White like me / Tim Wise.
Brooklyn, NY : [Berkeley, Calif.] : Soft Skull Press ; Distributed by Publishers Group West, c2005.
[MCL call number: 305.8 W813w 2005, two copies, seven holds]

Wise examines his whole life (all 36 years) through the lens of race and with an eye on the problems of white skin privilege. This is not a book of history, it is the story of one man’s experience and what he has chosen to do with it. Wise will not tell you where racism and white privilege come from, exactly, but he will tell you where he has found them, his observations about what they give and take away from white people’s lives, and what a compassionate white person ought to do about it all. He does this, I think, with an honest and a serious attempt at understanding his life context and how race has impacted it with compassion and intelligent, rational analysis.

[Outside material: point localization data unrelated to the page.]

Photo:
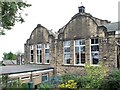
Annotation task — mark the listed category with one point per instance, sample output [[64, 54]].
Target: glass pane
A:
[[67, 43], [38, 52], [76, 49], [95, 57], [47, 58], [31, 51], [92, 41], [82, 42], [82, 48], [95, 48], [39, 46], [77, 42], [31, 58], [67, 49], [96, 41], [44, 78], [77, 58], [67, 58], [46, 50], [46, 45], [38, 58], [82, 58]]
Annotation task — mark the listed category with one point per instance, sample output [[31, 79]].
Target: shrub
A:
[[70, 84], [93, 78], [112, 81]]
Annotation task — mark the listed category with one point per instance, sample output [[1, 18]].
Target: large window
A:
[[94, 51], [31, 53], [79, 52], [67, 52], [39, 53], [47, 53], [45, 77]]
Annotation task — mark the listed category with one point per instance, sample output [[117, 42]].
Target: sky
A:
[[53, 14]]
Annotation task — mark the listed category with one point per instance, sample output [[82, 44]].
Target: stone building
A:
[[84, 39]]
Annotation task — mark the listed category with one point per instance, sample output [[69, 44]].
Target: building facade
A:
[[84, 39]]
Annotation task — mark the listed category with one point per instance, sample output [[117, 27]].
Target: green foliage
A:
[[70, 84], [9, 56], [45, 86], [94, 76], [12, 84], [68, 77], [112, 81], [10, 13]]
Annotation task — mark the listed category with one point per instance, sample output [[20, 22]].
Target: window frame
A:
[[65, 45], [39, 54], [80, 51], [96, 44], [48, 47], [43, 75], [31, 48]]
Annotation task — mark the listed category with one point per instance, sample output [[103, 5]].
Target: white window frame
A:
[[43, 75], [80, 45], [40, 48], [91, 52], [46, 46], [66, 46], [31, 48]]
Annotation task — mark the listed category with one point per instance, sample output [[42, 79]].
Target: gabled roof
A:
[[115, 26]]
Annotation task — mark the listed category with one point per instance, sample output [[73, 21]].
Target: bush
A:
[[70, 84], [112, 81], [93, 78]]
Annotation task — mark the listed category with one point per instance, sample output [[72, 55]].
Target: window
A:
[[94, 51], [39, 53], [67, 52], [31, 53], [44, 77], [47, 53], [79, 52]]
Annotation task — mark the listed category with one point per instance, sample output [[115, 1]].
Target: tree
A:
[[9, 56], [10, 12]]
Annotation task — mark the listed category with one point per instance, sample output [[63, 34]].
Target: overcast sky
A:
[[53, 14]]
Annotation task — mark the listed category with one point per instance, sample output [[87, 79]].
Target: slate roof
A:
[[23, 69]]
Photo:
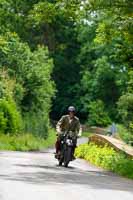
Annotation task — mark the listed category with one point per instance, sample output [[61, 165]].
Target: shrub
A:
[[107, 158], [10, 119], [97, 114]]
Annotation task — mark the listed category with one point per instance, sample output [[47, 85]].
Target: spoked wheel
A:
[[67, 156], [66, 164]]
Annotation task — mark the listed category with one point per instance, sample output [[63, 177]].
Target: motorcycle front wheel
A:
[[67, 156]]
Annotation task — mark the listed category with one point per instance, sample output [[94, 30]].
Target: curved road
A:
[[36, 176]]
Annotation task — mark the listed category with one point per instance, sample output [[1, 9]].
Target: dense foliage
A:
[[107, 158]]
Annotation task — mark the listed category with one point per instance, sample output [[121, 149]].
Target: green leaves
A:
[[107, 158]]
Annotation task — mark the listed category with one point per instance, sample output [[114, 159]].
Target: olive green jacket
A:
[[65, 124]]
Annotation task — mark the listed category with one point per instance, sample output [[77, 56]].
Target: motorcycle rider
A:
[[68, 124]]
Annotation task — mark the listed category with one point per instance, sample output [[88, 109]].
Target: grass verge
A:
[[26, 142], [106, 158]]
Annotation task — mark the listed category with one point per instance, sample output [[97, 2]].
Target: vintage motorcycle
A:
[[67, 150]]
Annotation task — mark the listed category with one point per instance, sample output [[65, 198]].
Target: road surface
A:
[[36, 176]]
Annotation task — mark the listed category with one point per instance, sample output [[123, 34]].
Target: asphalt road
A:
[[36, 176]]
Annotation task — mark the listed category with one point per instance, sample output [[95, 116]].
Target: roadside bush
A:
[[97, 114], [125, 108], [10, 119], [107, 158]]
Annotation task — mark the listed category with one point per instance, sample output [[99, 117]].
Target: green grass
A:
[[106, 158], [26, 142]]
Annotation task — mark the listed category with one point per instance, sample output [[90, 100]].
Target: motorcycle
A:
[[66, 153]]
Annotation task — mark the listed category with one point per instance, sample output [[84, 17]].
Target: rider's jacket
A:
[[68, 125]]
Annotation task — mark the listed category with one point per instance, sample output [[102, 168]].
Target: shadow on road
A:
[[61, 175]]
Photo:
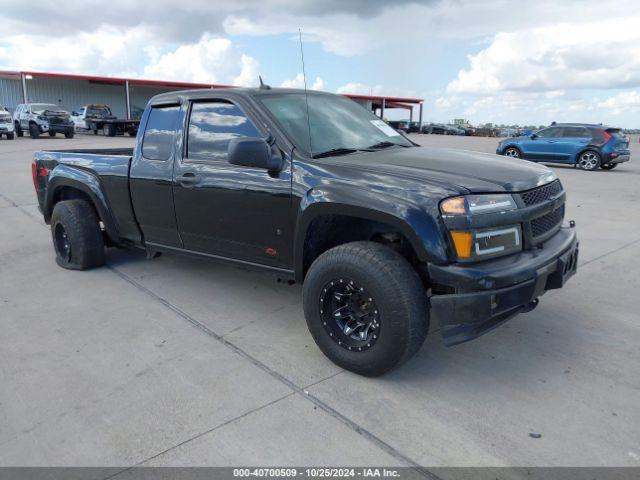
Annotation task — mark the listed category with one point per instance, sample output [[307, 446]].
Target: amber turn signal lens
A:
[[462, 241], [454, 205]]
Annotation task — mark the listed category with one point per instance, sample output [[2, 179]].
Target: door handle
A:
[[189, 178]]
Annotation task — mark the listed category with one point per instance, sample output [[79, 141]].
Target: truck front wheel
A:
[[365, 307], [77, 238]]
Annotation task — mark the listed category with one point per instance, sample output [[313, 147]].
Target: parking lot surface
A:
[[176, 361]]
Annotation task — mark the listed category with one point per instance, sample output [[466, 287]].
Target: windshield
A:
[[41, 107], [337, 123]]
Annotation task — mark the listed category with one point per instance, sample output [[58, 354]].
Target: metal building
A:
[[127, 96]]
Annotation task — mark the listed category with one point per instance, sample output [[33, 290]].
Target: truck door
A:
[[225, 210], [151, 176]]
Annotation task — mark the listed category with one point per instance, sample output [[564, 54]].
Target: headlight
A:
[[480, 244], [476, 204]]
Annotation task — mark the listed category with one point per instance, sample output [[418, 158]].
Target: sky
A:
[[496, 61]]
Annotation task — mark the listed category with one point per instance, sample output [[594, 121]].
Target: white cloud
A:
[[112, 52], [211, 60], [298, 82], [622, 102], [562, 56]]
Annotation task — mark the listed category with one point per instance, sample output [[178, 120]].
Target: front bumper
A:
[[60, 127], [491, 292]]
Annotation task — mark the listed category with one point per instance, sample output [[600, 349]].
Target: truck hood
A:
[[475, 172]]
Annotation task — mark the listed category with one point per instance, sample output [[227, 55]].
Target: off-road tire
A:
[[34, 131], [398, 294], [80, 223]]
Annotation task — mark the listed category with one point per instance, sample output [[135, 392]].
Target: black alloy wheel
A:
[[349, 314], [61, 242]]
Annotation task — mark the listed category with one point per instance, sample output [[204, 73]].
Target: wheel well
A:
[[587, 149], [71, 193], [328, 231]]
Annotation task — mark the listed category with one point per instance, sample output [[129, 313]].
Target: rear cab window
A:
[[212, 125], [160, 132]]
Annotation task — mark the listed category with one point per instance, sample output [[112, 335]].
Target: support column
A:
[[126, 91], [24, 88]]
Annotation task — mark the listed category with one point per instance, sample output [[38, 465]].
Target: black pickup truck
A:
[[382, 233]]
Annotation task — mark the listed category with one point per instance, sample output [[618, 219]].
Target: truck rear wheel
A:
[[34, 131], [365, 307], [77, 238]]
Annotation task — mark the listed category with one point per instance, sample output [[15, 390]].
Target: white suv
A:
[[6, 123], [37, 118]]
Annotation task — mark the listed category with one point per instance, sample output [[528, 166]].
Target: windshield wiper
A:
[[387, 144], [336, 152]]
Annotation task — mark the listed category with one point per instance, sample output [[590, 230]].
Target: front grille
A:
[[56, 120], [541, 194], [545, 223]]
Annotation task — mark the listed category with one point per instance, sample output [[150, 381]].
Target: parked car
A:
[[587, 146], [99, 118], [414, 127], [435, 128], [382, 233], [400, 125], [6, 124], [38, 118], [453, 130], [467, 129]]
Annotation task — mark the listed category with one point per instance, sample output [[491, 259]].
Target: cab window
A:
[[212, 125], [159, 135]]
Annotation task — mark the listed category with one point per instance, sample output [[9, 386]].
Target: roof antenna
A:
[[306, 96], [263, 86]]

Wise makes his points with stories. If you have seen him speak (which he does regularly, all over the country), his method and tone will be familiar to you. He talks about his youth and his travels, tells his family’s legends, and tells his own versions of their stories. All of this is done to show how whiteness and racism have affected Wise’s own life, and his particular family. What have they gained, what have they lost, how did they get to where they are, and what does it mean? This matters to Wise’s readers not because they are so infatuated with him or his family, but because the story he is telling is not an enigmatic story, it is just a regular story of an average white person in a normal white family in the United States. Even though White Like Me is not about you and your family, if you are white, it will be familiar.

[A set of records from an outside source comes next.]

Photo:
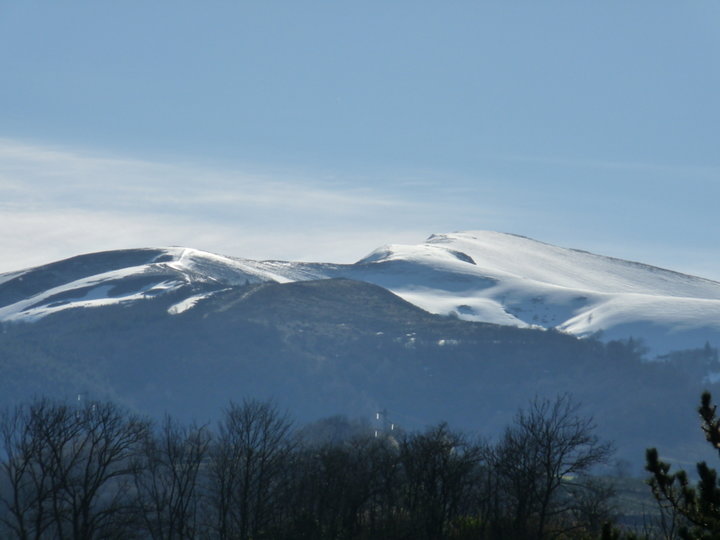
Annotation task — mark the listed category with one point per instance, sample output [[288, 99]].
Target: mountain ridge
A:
[[481, 276]]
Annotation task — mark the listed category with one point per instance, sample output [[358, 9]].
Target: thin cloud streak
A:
[[55, 204]]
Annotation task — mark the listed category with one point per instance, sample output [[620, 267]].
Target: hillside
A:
[[475, 276]]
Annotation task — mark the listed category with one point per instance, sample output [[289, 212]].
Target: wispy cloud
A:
[[56, 203]]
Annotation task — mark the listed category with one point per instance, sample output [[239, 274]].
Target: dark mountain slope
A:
[[343, 347]]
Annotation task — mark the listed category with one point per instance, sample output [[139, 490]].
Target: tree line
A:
[[94, 470]]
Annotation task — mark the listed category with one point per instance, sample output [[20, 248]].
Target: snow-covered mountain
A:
[[475, 275]]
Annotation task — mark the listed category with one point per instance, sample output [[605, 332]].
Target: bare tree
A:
[[168, 481], [69, 470], [246, 466], [547, 445], [438, 470]]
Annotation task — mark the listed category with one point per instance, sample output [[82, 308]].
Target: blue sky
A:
[[320, 130]]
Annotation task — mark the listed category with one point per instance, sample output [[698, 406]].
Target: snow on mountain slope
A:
[[474, 275], [126, 276], [508, 279]]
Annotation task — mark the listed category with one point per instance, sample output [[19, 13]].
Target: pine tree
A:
[[698, 505]]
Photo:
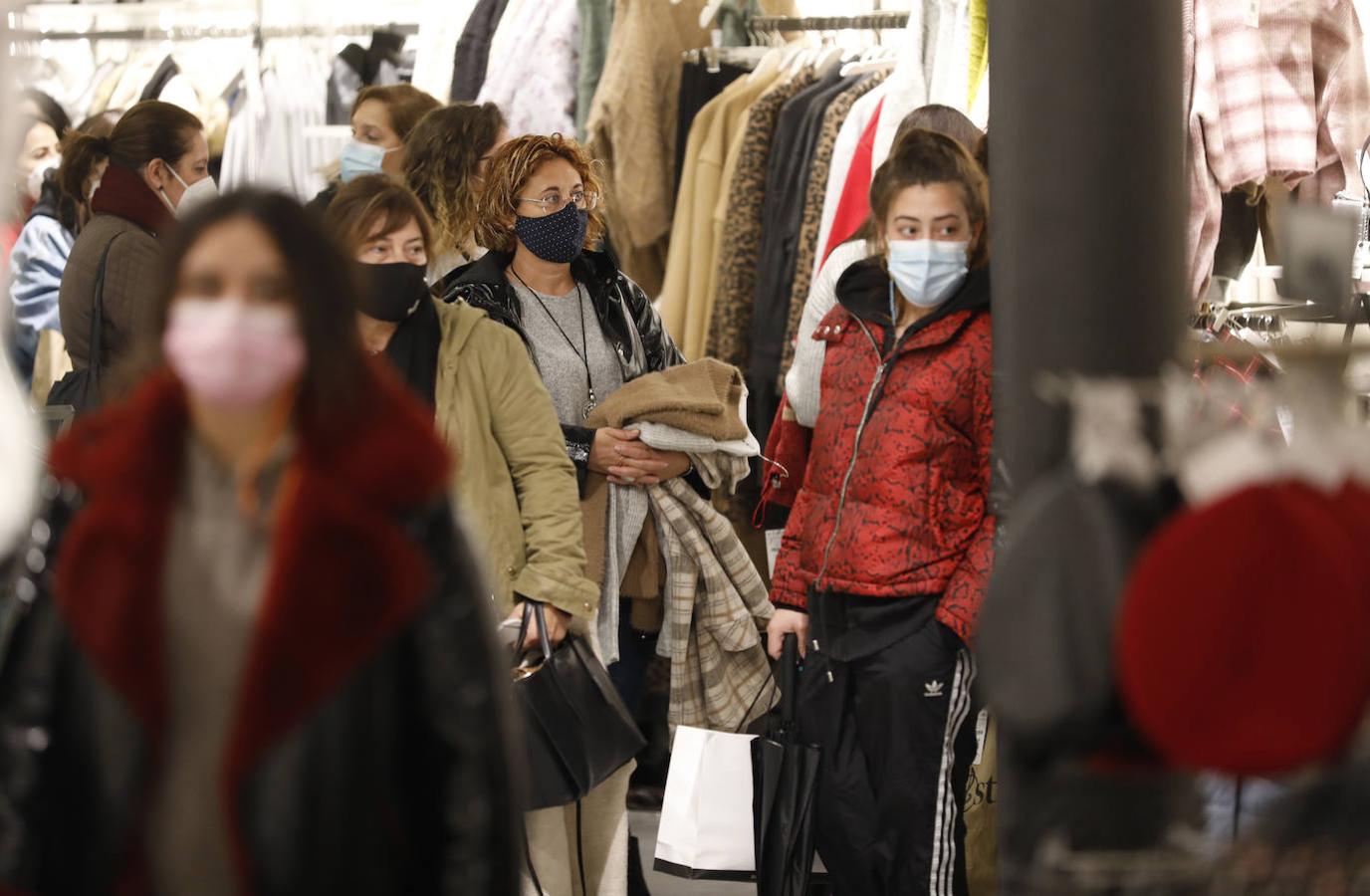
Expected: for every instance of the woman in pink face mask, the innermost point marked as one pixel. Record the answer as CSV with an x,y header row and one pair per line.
x,y
269,632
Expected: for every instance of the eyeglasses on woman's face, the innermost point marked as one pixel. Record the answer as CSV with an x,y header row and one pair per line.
x,y
554,201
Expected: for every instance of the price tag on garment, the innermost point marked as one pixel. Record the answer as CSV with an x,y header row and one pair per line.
x,y
981,736
773,539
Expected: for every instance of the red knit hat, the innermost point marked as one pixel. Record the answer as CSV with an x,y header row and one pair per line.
x,y
1245,636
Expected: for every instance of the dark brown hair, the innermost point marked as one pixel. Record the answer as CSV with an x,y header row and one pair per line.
x,y
941,119
405,105
73,211
323,287
441,164
148,130
511,166
924,157
370,200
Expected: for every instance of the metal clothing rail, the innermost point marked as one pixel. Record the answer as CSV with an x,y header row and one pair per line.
x,y
189,33
867,22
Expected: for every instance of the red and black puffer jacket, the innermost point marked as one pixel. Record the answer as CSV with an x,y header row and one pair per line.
x,y
896,496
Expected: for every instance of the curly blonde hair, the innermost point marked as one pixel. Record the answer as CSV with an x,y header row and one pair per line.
x,y
510,170
441,166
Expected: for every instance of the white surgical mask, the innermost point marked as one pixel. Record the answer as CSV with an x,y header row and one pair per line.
x,y
39,174
928,272
199,193
361,157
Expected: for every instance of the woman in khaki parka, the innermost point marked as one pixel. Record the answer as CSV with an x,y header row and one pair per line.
x,y
514,478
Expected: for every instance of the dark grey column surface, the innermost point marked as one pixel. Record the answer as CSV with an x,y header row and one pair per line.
x,y
1088,219
1089,203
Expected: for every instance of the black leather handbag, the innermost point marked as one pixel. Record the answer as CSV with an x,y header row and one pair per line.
x,y
576,729
80,389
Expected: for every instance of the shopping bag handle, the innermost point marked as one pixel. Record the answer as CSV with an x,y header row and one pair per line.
x,y
788,669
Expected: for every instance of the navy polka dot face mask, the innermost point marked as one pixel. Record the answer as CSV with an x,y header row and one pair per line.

For me, listening to Wise speak and reading the book produced much the same feeling — he impressed me as a very regular person with a very exceptional ability to see clearly through a set of subjects that our society works hard to obscure. He is plain-speaking, calm, and consistent. Your mother, your boss, your next-door neighbor, and the person in line in front of you in the grocery store would probably like him, and so would you. What Wise has to say is very hard for most white people to hear, but we need to hear it, and he is the right person to get his say said and listened to.